How to Run Your Own Local LLM: Updated for 2024 — Version 2

Originally Published on HackerNoon

Thomas Cherickal
11 min read5 days ago

This is the breakout year for Generative AI!

Yes, this article’s been written by a violinist and there’s new content! Spectacular new and awesome content!

Well; to say the very least, this year, I’ve been spoiled for choice as to how to run an LLM Model locally.

Let’s start!

1) HuggingFace Transformers

Magic of Bing Image Creator — Very imaginative.

Hugging Face Transformers is a state-of-the-art machine learning library that provides easy access to a wide range of pre-trained models for Natural Language Processing (NLP), Computer Vision, Audio tasks, and more. It’s an open-source library developed by Hugging Face, a company that has built a strong community around machine learning and NLP.

Here are some key features of Hugging Face Transformers:

  1. Pre-trained Models: Transformers provides APIs and tools to easily download and train state-of-the-art pre-trained models. Using these models can reduce your compute costs, carbon footprint, and save you the time and resources required to train a model from scratch.
  2. Multimodal Support: These models support common tasks in different modalities, such as text classification, named entity recognition, question answering, language modeling, summarization, translation, multiple choice, text generation for NLP; image classification, object detection, and segmentation for Computer Vision; automatic speech recognition and audio classification for Audio; and table question answering, optical character recognition, information extraction from scanned documents, video classification, and visual question answering for Multimodal tasks.
  3. Framework Interoperability: Transformers support framework interoperability between PyTorch, TensorFlow, and JAX. This provides the flexibility to use a different framework at each stage of a model’s life; train a model in one framework, and load it for inference in another.
  4. Community and Collaboration: Hugging Face has a strong community focus, with a Model Hub that serves as a bustling hub where users exchange and discover thousands of models and datasets, fostering a culture of collective innovation in NLP.
  5. Ease of Use: The Transformers library simplifies the machine learning journey, offering developers an efficient pathway to download, train, and seamlessly integrate machine learning models into their workflows.
  6. Diverse Datasets: The Datasets library functions as a comprehensive toolbox, offering diverse datasets for developers to train and test language models effortlessly.

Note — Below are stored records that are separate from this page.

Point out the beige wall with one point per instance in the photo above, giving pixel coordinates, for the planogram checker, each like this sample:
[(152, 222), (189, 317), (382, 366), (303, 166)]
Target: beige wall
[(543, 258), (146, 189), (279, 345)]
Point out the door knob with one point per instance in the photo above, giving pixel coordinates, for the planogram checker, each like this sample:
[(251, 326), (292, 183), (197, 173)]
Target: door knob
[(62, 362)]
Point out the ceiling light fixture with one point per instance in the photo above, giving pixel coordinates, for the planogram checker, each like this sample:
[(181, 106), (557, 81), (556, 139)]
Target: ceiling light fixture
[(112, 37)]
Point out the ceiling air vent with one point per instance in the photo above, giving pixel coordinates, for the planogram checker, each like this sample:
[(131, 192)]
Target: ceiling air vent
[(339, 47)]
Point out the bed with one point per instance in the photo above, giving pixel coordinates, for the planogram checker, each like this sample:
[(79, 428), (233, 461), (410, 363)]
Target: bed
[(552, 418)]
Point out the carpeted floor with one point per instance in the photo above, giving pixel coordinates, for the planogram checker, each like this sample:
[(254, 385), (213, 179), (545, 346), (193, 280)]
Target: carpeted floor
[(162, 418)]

In summary, Hugging Face Transformers is a powerful tool that makes the complexities of language technology and machine learning accessible to everyone, from beginners to experts.

2) gpt4all

I’m sorry, I can’t describe this one!

GPT4All is an open-source ecosystem developed by Nomic AI that allows you to run powerful and customized large language models (LLMs) locally on consumer-grade CPUs and any GPU. It aims to be the best instruction-tuned assistant-style language model that any person or enterprise can freely use, distribute, and build on.

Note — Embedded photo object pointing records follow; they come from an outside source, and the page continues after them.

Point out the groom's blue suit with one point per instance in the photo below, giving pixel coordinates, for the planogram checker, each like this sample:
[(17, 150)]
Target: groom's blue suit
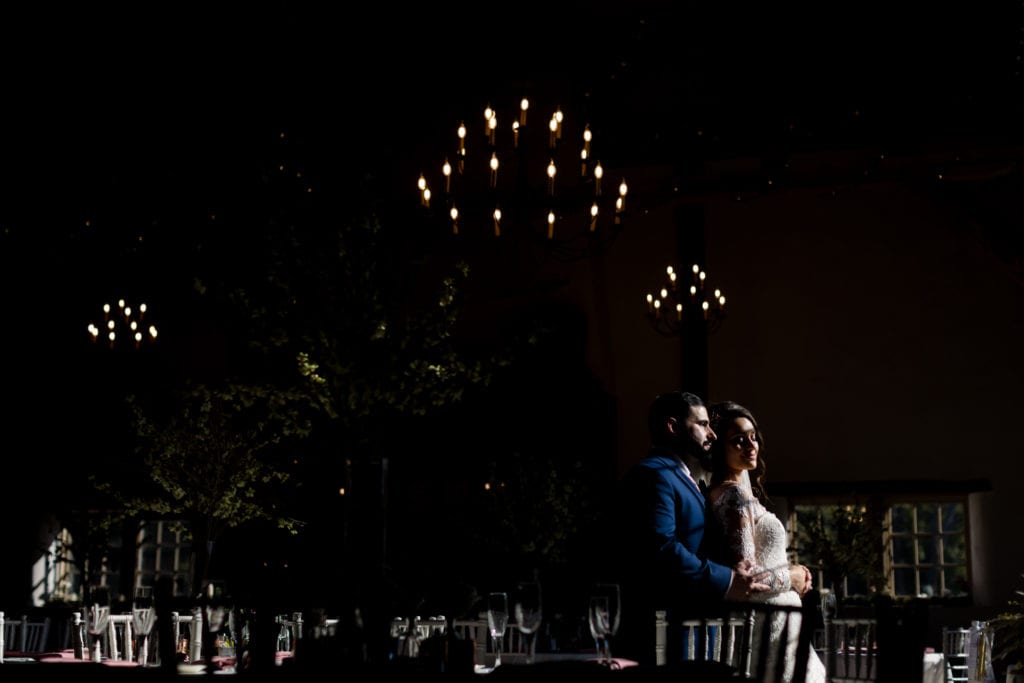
[(664, 565)]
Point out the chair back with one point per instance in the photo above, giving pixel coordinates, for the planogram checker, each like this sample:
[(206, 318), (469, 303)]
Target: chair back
[(25, 635), (733, 638), (850, 649), (954, 642), (118, 643)]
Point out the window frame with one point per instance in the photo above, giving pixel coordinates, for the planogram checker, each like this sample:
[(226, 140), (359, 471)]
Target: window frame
[(889, 565)]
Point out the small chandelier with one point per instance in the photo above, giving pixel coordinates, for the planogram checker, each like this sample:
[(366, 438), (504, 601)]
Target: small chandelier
[(518, 179), (678, 304), (124, 327)]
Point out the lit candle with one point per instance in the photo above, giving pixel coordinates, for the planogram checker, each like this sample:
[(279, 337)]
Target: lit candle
[(462, 146)]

Here are some key features of GPT4All:

  1. Locally Running: GPT4All runs locally on your machine, which means it doesn’t require an internet connection or a GPU. This makes it a privacy-aware chatbot.
  2. Free-to-Use: It’s free to use, which means you don’t have to pay for a platform or hardware subscription.
  3. Customized Large Language Models: GPT4All allows you to train and deploy powerful and customized large language models.
  4. Various Capabilities: GPT4All can answer questions about the world, assist in writing emails, documents, creative stories, poems, songs, and plays, understand documents, and provide guidance on easy coding tasks.
  5. Open-Source Ecosystem: GPT4All is part of an open-source ecosystem, which means you can contribute to its development and improvement.

In summary, GPT4All is a tool that democratizes access to AI resources by allowing anyone to run large language models locally on their own hardware.

The website is (unsurprisingly)

Like all the LLMs on this list (when configured correctly), gpt4all does not require Internet or a GPU.

3) ollama

Again, magic!

Ollama is an open-source command line tool that allows you to run, create, and share large language models on your computer. It’s designed to run open-source large language models locally on your machine2. Ollama supports various models such as Llama 3, Mistral, Gemma, and others.

It simplifies the process by bundling model weights, configuration, and data into a single package defined by a Modelfile. This means you can run large language models, such as Llama 2 and Code Llama, without any registration or waiting list.

Ollama is available for macOS, Linux, and Windows. It started by supporting Llama, then expanded its model library to include models like Mistral and Phi-25. So, if you’re interested in running large language models on your local machine, Ollama could be a great tool to consider!

Ollama’s multimodal capabilities allow it to process both text and image inputs together. This means you can ask the model questions or give it prompts that involve both text and images, and it will generate responses based on both types of input.

To use this feature, you simply type your prompt and then drag and drop an image. There is a new images parameter for both Ollama’s Generate API & Chat API. The images parameter takes a list of base64 encoded PNG or JPEG format images. Ollama supports image sizes up to 100MB.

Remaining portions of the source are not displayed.